Emir of the Turkistan Islamic Party
- Incumbent
- Assumed office 2014
- Preceded by: Abdullah Mansour
- In office 2003–2010
- Preceded by: Hasan Mahsum
- Succeeded by: Abdul Shakoor al-Turkistani

Personal details
- Born: 10 October 1971 (age 54) Hotan Prefecture, Xinjiang, China

Military service
- Allegiance: East Turkestan Islamic Movement al-Qaeda
- Battles/wars: Xinjiang conflict War in North-West Pakistan

= Abdul Haq al-Turkistani =

Uyghur terrorist leader

Memtimin Memet (مۇھەممەتئىمىن مەمەت, born ), also known in his nom de guerre Abdul Haq al-Turkistani (عبد الحق التركستاني), is a Uyghur Islamic militant who leads the Turkistan Islamic Party. The United States Treasury reported he took over leadership of the organization in 2003, following the death of its previous leader, and took a seat on al-Qaeda's shura (central committee) in 2005.

==Biography==
In October 2008, Chinese security officials published half a dozen of his aliases. They reported that he left China in March 1998 and became a training officer at a camp in a "South Asian country".

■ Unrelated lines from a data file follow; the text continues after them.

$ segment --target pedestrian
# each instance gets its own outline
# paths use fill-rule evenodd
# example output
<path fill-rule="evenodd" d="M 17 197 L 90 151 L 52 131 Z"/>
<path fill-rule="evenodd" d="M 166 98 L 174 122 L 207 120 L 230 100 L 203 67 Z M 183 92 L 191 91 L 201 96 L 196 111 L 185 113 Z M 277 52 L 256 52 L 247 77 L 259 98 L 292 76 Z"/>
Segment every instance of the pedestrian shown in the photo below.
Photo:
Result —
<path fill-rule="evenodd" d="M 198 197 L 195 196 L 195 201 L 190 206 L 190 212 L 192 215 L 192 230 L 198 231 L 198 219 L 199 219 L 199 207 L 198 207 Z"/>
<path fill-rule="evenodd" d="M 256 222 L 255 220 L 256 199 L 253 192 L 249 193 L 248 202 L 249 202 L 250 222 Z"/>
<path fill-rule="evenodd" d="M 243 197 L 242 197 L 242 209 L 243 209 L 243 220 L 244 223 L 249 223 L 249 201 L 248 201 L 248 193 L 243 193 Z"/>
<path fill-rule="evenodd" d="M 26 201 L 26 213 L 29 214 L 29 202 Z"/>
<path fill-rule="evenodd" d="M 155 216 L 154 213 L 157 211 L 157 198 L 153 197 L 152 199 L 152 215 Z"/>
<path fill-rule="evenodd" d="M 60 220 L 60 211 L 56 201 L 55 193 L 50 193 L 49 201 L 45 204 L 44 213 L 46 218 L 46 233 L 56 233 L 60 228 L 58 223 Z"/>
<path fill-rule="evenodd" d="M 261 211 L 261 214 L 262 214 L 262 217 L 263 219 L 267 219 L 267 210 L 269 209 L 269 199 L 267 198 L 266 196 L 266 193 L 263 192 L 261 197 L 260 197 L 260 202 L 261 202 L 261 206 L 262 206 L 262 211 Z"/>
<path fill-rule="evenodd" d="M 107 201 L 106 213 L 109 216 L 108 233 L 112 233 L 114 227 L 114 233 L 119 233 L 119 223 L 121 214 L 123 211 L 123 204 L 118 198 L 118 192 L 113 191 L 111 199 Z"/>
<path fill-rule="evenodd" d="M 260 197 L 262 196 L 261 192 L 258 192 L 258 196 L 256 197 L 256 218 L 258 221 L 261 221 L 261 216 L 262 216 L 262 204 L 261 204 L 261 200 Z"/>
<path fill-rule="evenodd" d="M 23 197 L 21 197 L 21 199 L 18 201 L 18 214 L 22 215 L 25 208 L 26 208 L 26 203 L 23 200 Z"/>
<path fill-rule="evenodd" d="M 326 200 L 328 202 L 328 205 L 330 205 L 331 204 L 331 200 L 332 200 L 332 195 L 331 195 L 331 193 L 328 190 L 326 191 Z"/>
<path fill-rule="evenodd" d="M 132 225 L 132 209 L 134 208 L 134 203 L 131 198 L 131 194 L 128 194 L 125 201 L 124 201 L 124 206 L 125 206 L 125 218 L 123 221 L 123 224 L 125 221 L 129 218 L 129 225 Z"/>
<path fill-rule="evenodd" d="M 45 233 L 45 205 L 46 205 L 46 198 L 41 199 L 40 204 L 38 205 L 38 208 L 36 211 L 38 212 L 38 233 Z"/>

Uyghur detainees at Guantanamo Bay "confessed" that they were trained by Abdul Haq and Hassan Mahsum in Afghanistan. Haq threatened terrorist attacks on the 2008 Beijing Olympics. Al-Qaeda's command viewed Abdul Haq as authoritative and sent him to meet with Taliban factions along with al-Qaeda commanders.

Abdul Haq faced allegations from the US Treasury Department that he was behind a bombing that preceded the Beijing Olympics.

On 1 March 2010, Abdul Haq was reported to have been killed by a missile launched from an unmanned drone on 15 February 2010. It took place in North Waziristan's area of Mir Ali in Zor Babar Aidak town. However, in June 2014, it was reported that Abdul Haq was instead severely wounded, but recovered and resumed leadership in 2014.

On 6 December 2024, amidst the Syrian opposition offensives, Abdul Haq al-Turkistani released a statement saying "while the Muslims are celebrating these victories in every place, the Muslims of oppressed East Turkistan remain far removed from the news of them as they live under a filthy oppressive, disbelieving occupation that suppresses them by every means possible". He called for attack inside China, stating "through God's support, the Chinese disbelievers will soon taste the same torment that the disbelievers in al-Sham have tasted, if God wills".